Risk-Off Mood For Financial Futures Markets


U.S. stock index futures are lower as a last-minute economic stimulus bill was not enough to offset bad coronavirus news from Europe. Congress reached a deal on a $900 billion relief package on Sunday and the House and Senate will vote on it today. Meanwhile, the U.K. announced a resurgence of a new strain of virus, which prompted new travel restrictions.

The November Chicago Federal Reserve national activity index was 0.27 when 0.55 was expected.

Recently, stock index futures have shown a tendency to be able to recover from bearish news.


The U.S. dollar index is higher in a flight to quality move. Last week the greenback fell to its lowest level since May 2018.

Longer term, the U.S. dollar is likely to trend lower due to expectations for an extended period of low interest rates and concerns over rising U.S. levels of debt.

The euro currency is lower a risk-off move. Last week the euro advanced to its highest level since May 2018.

Interest rate differential expectations suggest higher prices for the euro longer term.

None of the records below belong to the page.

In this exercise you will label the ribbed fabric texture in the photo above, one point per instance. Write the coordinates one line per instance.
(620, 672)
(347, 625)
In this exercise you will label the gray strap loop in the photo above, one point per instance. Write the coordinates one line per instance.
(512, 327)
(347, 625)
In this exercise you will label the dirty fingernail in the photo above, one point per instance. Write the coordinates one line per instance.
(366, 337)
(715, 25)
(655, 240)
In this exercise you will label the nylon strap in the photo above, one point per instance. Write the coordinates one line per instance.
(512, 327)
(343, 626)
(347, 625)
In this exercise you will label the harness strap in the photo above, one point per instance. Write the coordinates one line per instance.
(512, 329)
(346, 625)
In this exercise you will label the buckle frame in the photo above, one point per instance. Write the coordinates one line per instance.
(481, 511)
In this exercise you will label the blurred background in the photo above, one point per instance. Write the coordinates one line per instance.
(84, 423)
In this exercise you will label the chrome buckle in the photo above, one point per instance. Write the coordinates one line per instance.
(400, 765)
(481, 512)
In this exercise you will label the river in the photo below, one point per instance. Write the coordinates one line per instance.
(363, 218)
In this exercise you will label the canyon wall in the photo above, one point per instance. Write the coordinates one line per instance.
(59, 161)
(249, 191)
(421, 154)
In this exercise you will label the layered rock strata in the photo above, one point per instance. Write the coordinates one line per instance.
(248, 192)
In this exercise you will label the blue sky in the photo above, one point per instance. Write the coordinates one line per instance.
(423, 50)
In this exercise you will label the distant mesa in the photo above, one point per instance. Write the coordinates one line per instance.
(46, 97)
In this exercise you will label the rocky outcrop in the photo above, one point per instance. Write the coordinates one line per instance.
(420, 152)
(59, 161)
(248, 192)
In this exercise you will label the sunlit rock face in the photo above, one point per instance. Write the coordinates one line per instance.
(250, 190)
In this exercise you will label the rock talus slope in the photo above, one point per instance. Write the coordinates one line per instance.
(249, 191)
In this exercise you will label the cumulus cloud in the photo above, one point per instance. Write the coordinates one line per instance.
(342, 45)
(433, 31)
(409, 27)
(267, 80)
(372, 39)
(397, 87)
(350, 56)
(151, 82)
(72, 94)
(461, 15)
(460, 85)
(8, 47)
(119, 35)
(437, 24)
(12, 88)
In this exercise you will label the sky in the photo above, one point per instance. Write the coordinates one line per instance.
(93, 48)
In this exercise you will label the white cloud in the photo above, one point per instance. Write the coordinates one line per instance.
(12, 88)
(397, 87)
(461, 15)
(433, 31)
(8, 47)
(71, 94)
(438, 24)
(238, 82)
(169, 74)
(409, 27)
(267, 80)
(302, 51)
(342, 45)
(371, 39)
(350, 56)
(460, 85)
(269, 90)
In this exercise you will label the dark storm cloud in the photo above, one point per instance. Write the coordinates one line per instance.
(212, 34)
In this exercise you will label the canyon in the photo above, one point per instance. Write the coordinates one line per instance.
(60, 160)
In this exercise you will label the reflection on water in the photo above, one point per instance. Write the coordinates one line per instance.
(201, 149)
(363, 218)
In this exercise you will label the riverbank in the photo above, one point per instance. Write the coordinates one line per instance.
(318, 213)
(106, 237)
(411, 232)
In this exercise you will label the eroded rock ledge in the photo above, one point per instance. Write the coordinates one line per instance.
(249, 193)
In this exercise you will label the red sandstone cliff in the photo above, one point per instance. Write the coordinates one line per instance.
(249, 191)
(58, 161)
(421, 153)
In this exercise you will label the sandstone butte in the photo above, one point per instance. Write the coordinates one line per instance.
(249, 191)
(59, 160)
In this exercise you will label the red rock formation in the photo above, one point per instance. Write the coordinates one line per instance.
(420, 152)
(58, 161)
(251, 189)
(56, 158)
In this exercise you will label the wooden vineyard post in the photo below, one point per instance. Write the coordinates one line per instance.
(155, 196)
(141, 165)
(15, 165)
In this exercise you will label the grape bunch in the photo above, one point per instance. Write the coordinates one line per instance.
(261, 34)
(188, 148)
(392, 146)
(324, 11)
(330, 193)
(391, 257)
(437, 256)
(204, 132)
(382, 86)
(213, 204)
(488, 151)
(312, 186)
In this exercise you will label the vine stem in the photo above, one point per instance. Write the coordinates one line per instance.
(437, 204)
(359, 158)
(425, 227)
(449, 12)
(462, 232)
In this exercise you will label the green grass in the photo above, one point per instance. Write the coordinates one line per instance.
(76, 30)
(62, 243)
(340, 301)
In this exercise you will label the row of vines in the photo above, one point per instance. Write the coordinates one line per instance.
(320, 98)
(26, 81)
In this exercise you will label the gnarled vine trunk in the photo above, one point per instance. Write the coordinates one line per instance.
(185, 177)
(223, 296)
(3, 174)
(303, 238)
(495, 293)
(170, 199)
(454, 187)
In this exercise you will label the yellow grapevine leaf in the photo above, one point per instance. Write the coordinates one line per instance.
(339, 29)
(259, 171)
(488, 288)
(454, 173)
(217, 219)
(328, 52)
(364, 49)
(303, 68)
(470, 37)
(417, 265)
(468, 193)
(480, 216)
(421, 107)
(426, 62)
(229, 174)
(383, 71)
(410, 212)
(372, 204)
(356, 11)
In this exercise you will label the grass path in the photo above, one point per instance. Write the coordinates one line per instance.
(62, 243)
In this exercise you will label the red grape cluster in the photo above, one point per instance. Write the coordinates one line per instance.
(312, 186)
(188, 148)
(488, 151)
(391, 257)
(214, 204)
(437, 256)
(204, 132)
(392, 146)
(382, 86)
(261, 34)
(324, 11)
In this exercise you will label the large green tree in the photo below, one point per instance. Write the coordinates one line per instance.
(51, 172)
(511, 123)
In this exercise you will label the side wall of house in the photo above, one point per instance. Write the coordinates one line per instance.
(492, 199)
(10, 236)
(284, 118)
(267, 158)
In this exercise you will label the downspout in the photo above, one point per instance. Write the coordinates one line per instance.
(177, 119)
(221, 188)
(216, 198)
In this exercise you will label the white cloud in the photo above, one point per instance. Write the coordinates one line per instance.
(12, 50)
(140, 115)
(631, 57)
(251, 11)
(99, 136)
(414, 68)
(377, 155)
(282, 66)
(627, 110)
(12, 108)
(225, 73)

Today’s risk-off mood also pressured the British pound. There was additional pressure on the pound as Brexit talks uncertainties continued but there were no signs of a breakthrough.


Flight to quality buying is coming into futures.

U.S. Treasury yields were down in the early trade Monday after a new strain of virus was reported in the U.K., precipitating further lockdowns across the country.

The Treasury will auction 20-year bonds today.

Financial futures markets are predicting there is a 95.2% probability that the Federal Open Market Committee will keep its key fed funds rate unchanged at 0 to 25 basis points at its January 27, 2021 policy meeting.

In the months ahead the yield curve is likely to steepen, which would put pressure on futures at the long end of the curve, especially the 30-year Treasury bond futures, while futures at the short end of the curve are likely to hold steady.